When she turned from the washstand, he was reading the newspaper again, and he put it aside with a forced cheerfulness to arrange the table for breakfast.
"Aren't you going to have something too?" she asked, looking disconsolately at the tray, for all her hunger had departed. If he would only be natural she felt that she could bear anything! If he would only stop trying to pretend that he was not miserable and that nothing had happened! After all, it couldn't be so very bad, could it? It wasn't in the least as if one of the children were ill.
She poured out a cup of coffee for him before drinking her own, and putting it down on the table at his side, waited patiently until he should look up again from his paper. A lump as hard as lead had risen in her throat and was choking her.
"Are the children well?" he asked presently, and she answered with an affected brightness more harrowing than tears, "Yes, mother is taking care of them. Lucy still has the little cough, but I'm giving her cod-liver oil. And, what do you think? I have a surprise for you. Harry can read the first lesson in his reader."
He smiled kindly back at her, but from the vacancy in his face, she realized that he had not taken in a word that she had said. His trouble, whatever it was, could absorb him so utterly that he had ceased even to be interested in his children. He, who had borne so calmly the loss of that day-old baby for whom she had grieved herself to a shadow, was plunged into this condition of abject hopelessness merely because his play was a failure! It was not only impossible for her to share his suffering; she realized, while she watched him, that she could not so much as comprehend it. Her limitations, of which she had never been acutely conscious until to-day, appeared suddenly insurmountable. Love, which had seemed to her to solve all problems and to smooth all difficulties, was helpless to enlighten her.

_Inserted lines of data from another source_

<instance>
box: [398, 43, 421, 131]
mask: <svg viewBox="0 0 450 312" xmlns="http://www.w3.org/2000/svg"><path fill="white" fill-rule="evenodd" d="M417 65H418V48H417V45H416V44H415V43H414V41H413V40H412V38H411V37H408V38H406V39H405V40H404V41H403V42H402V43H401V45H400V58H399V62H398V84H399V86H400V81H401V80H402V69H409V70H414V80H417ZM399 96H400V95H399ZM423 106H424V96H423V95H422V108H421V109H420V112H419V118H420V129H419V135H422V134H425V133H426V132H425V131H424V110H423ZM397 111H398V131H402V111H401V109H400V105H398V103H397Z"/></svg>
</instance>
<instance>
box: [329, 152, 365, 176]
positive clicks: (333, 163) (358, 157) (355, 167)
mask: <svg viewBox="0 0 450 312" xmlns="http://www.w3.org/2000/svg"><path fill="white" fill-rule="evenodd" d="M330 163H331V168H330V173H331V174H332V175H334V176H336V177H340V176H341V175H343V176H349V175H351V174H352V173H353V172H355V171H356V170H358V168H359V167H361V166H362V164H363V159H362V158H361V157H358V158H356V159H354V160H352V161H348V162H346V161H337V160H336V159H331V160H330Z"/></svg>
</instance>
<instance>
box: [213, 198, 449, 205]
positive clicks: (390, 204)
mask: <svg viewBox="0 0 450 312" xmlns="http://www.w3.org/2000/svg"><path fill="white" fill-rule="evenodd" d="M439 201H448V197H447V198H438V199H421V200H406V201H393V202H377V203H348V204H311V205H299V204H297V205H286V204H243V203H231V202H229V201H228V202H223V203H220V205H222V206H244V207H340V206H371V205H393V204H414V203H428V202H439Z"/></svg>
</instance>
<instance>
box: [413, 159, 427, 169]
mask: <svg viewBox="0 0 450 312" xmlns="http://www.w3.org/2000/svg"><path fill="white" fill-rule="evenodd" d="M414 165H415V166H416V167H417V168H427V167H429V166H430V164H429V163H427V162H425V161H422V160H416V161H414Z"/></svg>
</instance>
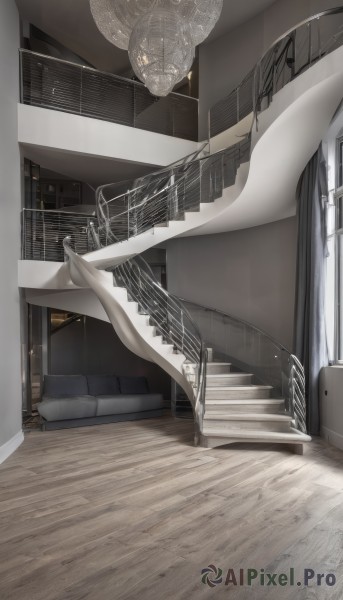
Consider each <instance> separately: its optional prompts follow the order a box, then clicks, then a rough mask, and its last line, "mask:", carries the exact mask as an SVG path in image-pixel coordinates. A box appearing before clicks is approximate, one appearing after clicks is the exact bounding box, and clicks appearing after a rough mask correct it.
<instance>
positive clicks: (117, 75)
mask: <svg viewBox="0 0 343 600" xmlns="http://www.w3.org/2000/svg"><path fill="white" fill-rule="evenodd" d="M19 53H20V54H28V55H30V56H38V57H39V58H42V59H43V58H44V59H45V58H48V59H49V60H53V61H54V62H59V63H62V64H65V65H69V66H72V67H77V68H79V69H84V70H87V71H90V72H92V73H94V74H97V75H106V77H107V76H108V77H112V78H113V79H117V80H120V81H123V82H124V83H127V84H130V85H135V86H140V87H141V88H144V89H146V86H145V85H144V83H142V82H141V81H137V80H136V79H129V78H128V77H123V75H117V74H115V73H110V72H109V71H101V70H100V69H95V68H94V67H89V66H88V65H81V64H80V63H76V62H73V61H71V60H66V59H65V58H57V57H55V56H48V55H47V54H42V53H41V52H33V51H32V50H27V49H26V48H19ZM170 95H173V96H180V97H181V98H185V95H184V94H179V93H178V92H171V93H170ZM186 97H187V98H189V99H191V100H194V101H195V102H199V99H198V98H194V96H186Z"/></svg>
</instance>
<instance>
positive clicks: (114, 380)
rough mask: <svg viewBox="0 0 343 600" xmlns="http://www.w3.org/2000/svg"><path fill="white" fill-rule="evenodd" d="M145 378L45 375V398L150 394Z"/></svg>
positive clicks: (91, 375)
mask: <svg viewBox="0 0 343 600" xmlns="http://www.w3.org/2000/svg"><path fill="white" fill-rule="evenodd" d="M148 393H149V386H148V382H147V380H146V378H145V377H116V376H115V375H87V376H85V375H44V386H43V396H48V397H53V398H65V397H73V396H88V395H90V396H117V395H120V394H127V395H133V394H148Z"/></svg>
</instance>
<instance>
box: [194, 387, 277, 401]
mask: <svg viewBox="0 0 343 600" xmlns="http://www.w3.org/2000/svg"><path fill="white" fill-rule="evenodd" d="M272 389H273V388H272V386H271V385H237V384H236V385H230V386H220V387H207V386H206V396H205V397H206V401H207V400H234V399H235V398H241V399H244V398H245V399H247V398H249V399H253V398H266V397H268V396H270V394H271V392H272Z"/></svg>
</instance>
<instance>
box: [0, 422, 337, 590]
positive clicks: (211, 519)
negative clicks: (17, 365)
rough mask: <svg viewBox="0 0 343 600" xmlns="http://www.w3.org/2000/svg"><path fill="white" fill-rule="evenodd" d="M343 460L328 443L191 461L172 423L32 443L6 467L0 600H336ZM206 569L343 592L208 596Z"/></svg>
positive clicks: (318, 441) (316, 441)
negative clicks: (318, 575) (342, 469)
mask: <svg viewBox="0 0 343 600" xmlns="http://www.w3.org/2000/svg"><path fill="white" fill-rule="evenodd" d="M342 459H343V453H341V452H340V451H338V450H335V449H333V448H331V447H329V446H327V445H326V444H325V443H324V442H322V441H316V442H313V443H311V444H310V445H309V446H308V447H307V448H306V450H305V455H304V456H296V455H293V454H291V453H290V452H289V451H288V450H287V449H285V448H283V447H277V446H273V447H271V446H269V447H268V446H262V447H260V446H257V445H253V446H248V445H244V446H243V445H241V446H239V445H237V446H228V447H226V448H220V449H216V450H204V449H200V448H194V447H193V446H192V425H191V423H190V422H189V421H182V420H179V421H173V420H171V419H167V418H166V419H156V420H151V421H136V422H131V423H115V424H110V425H103V426H97V427H87V428H86V427H85V428H80V429H73V430H65V431H50V432H46V433H42V432H40V431H32V432H30V433H28V434H26V437H25V442H24V444H23V445H22V446H21V447H20V449H19V450H18V451H17V452H16V453H15V455H14V456H12V457H11V458H9V459H8V460H7V461H6V462H5V464H3V465H2V466H1V467H0V539H1V550H0V552H1V556H0V600H118V599H130V600H131V599H132V600H136V599H137V600H138V599H139V600H168V599H175V600H181V599H182V600H189V599H191V600H192V599H198V598H206V599H207V598H216V599H217V598H220V599H221V598H228V597H230V598H233V599H239V600H245V599H261V600H262V599H263V600H265V599H266V600H269V599H270V598H275V599H278V600H279V599H281V600H283V599H290V600H294V599H299V600H304V599H311V600H312V599H316V598H320V599H330V600H335V599H336V598H337V600H338V599H339V600H341V599H342V598H343V470H342V465H343V461H342ZM210 564H214V565H215V566H217V567H221V568H222V570H223V577H224V578H225V576H226V572H227V569H228V568H229V567H230V568H235V569H237V570H238V569H239V568H243V569H247V568H256V569H261V568H264V569H265V570H266V572H270V573H278V574H280V573H282V572H287V571H288V570H289V569H290V567H294V568H295V570H296V574H297V575H298V576H299V575H302V573H303V570H304V568H312V569H313V570H315V571H316V572H318V573H330V572H331V573H334V574H335V575H336V577H337V583H336V585H335V586H333V587H327V586H325V585H324V584H322V586H321V587H316V586H313V585H312V586H311V587H307V588H304V587H303V586H299V587H271V586H269V587H260V586H258V585H257V584H255V585H254V586H252V587H247V586H244V587H239V586H237V587H233V586H231V587H227V586H225V585H224V582H223V583H222V584H220V585H218V586H217V587H215V588H210V587H209V586H208V585H206V584H203V583H202V582H201V570H202V569H203V568H205V567H207V566H208V565H210ZM296 581H297V580H296Z"/></svg>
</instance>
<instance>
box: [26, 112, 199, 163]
mask: <svg viewBox="0 0 343 600" xmlns="http://www.w3.org/2000/svg"><path fill="white" fill-rule="evenodd" d="M18 140H19V142H20V143H22V144H25V145H26V146H34V147H38V148H49V149H51V148H52V149H57V150H63V151H64V152H70V153H76V154H78V155H80V156H97V157H103V158H114V159H117V160H128V161H133V162H137V163H140V164H148V165H159V166H165V165H168V164H170V163H172V162H174V161H176V160H178V159H179V158H181V157H183V156H187V154H190V153H191V152H194V151H195V150H196V149H197V147H198V144H197V143H196V142H191V141H188V140H181V139H179V138H173V137H170V136H168V135H162V134H161V133H153V132H151V131H144V130H143V129H135V128H133V127H127V126H125V125H119V124H118V123H108V122H106V121H100V120H98V119H91V118H88V117H83V116H82V117H81V116H79V115H73V114H69V113H65V112H59V111H56V110H49V109H47V108H38V107H36V106H28V105H25V104H18Z"/></svg>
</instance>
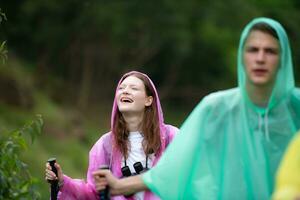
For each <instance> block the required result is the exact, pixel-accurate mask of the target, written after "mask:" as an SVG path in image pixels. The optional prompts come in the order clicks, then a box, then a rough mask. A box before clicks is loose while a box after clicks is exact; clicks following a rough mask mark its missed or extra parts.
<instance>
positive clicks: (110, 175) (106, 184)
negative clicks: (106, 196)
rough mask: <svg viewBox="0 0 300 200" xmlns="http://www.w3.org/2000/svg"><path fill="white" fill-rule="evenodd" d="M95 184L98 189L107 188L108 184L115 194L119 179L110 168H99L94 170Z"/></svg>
mask: <svg viewBox="0 0 300 200" xmlns="http://www.w3.org/2000/svg"><path fill="white" fill-rule="evenodd" d="M93 176H94V180H95V186H96V190H97V191H102V190H105V188H106V187H107V186H108V187H109V189H110V194H111V195H114V194H117V193H118V192H117V191H116V190H117V189H118V188H117V183H118V179H117V178H116V177H114V175H113V174H112V173H111V172H110V170H108V169H99V170H97V171H95V172H93Z"/></svg>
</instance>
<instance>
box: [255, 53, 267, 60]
mask: <svg viewBox="0 0 300 200" xmlns="http://www.w3.org/2000/svg"><path fill="white" fill-rule="evenodd" d="M265 56H266V54H265V52H264V51H258V52H257V55H256V59H257V61H258V62H264V61H265Z"/></svg>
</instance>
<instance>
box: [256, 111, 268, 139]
mask: <svg viewBox="0 0 300 200" xmlns="http://www.w3.org/2000/svg"><path fill="white" fill-rule="evenodd" d="M268 116H269V110H268V109H266V112H265V114H264V116H263V114H260V113H258V131H259V133H261V132H262V131H263V130H262V126H264V131H263V132H264V135H265V138H266V140H267V141H268V142H269V141H270V133H269V117H268Z"/></svg>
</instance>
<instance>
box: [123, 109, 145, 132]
mask: <svg viewBox="0 0 300 200" xmlns="http://www.w3.org/2000/svg"><path fill="white" fill-rule="evenodd" d="M123 117H124V120H125V122H126V124H127V128H128V130H129V132H134V131H140V130H141V127H142V126H141V125H142V121H143V113H140V114H136V113H134V114H132V113H123Z"/></svg>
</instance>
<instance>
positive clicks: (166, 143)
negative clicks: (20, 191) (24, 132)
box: [46, 71, 178, 200]
mask: <svg viewBox="0 0 300 200" xmlns="http://www.w3.org/2000/svg"><path fill="white" fill-rule="evenodd" d="M177 131H178V129H177V128H176V127H174V126H172V125H167V124H164V119H163V113H162V109H161V105H160V101H159V98H158V94H157V91H156V89H155V86H154V84H153V83H152V81H151V80H150V78H149V77H148V76H147V75H145V74H143V73H140V72H137V71H131V72H129V73H126V74H124V75H123V76H122V78H121V79H120V81H119V83H118V86H117V89H116V93H115V98H114V103H113V108H112V115H111V131H110V132H108V133H106V134H104V135H103V136H102V137H101V138H100V139H99V140H98V141H97V142H96V143H95V144H94V146H93V147H92V149H91V150H90V153H89V167H88V172H87V181H86V182H85V181H83V180H79V179H72V178H70V177H68V176H67V175H65V174H63V173H62V169H61V167H60V165H59V164H58V163H56V165H55V166H56V168H57V171H58V177H56V176H55V174H54V173H53V172H52V171H51V167H50V166H49V164H47V165H46V179H47V180H53V179H58V181H59V185H60V188H59V193H58V199H64V200H69V199H70V200H71V199H72V200H75V199H78V200H79V199H82V200H83V199H84V200H94V199H98V198H99V197H98V196H99V195H98V192H97V191H96V189H95V184H94V179H93V175H92V173H93V172H94V171H95V170H97V169H98V168H99V167H100V166H101V165H108V166H109V168H110V169H111V171H112V173H113V174H114V175H115V176H117V177H124V176H130V175H134V174H138V173H142V172H140V170H142V171H146V170H147V169H148V168H151V167H152V166H154V165H155V164H156V163H157V162H158V160H159V158H160V156H161V155H162V153H163V151H164V150H165V149H166V147H167V145H168V144H169V143H170V141H171V140H172V139H173V137H174V135H175V134H176V132H177ZM112 199H115V200H122V199H145V200H146V199H151V200H152V199H159V198H158V197H157V196H155V195H154V194H153V193H151V192H150V191H145V192H140V193H136V194H133V195H131V196H126V197H125V196H115V197H112Z"/></svg>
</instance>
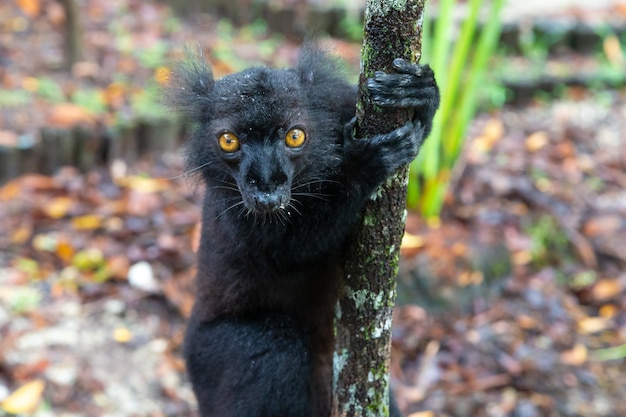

It was not love—it was something else that she needed now, and of this something else she knew not even so much as the name.
She drank her coffee quickly, fearing that if she did not take food she should lose control of herself and anger him by a display of hysterics.
"I don't wonder you couldn't drink your coffee," she said with a quivering little laugh. "It must have been made yesterday." Then, unable to bear the strain any longer, she cried out sharply: "Oh, Oliver, won't you tell me what is the matter?"
His look grew hard, while a spasm of irritation contracted his mouth.
"There's nothing you need worry about—except that I've borrowed money, and I'm afraid we'll have to cut down things a bit until I manage to pay it back."
"Why, of course we'll cut down things," she almost laughed in her relief. "We can live on a great deal less, and I'll market so carefully that you will hardly know the difference. I'll put Marthy in the kitchen and take care of the children myself. It won't be the least bit of trouble."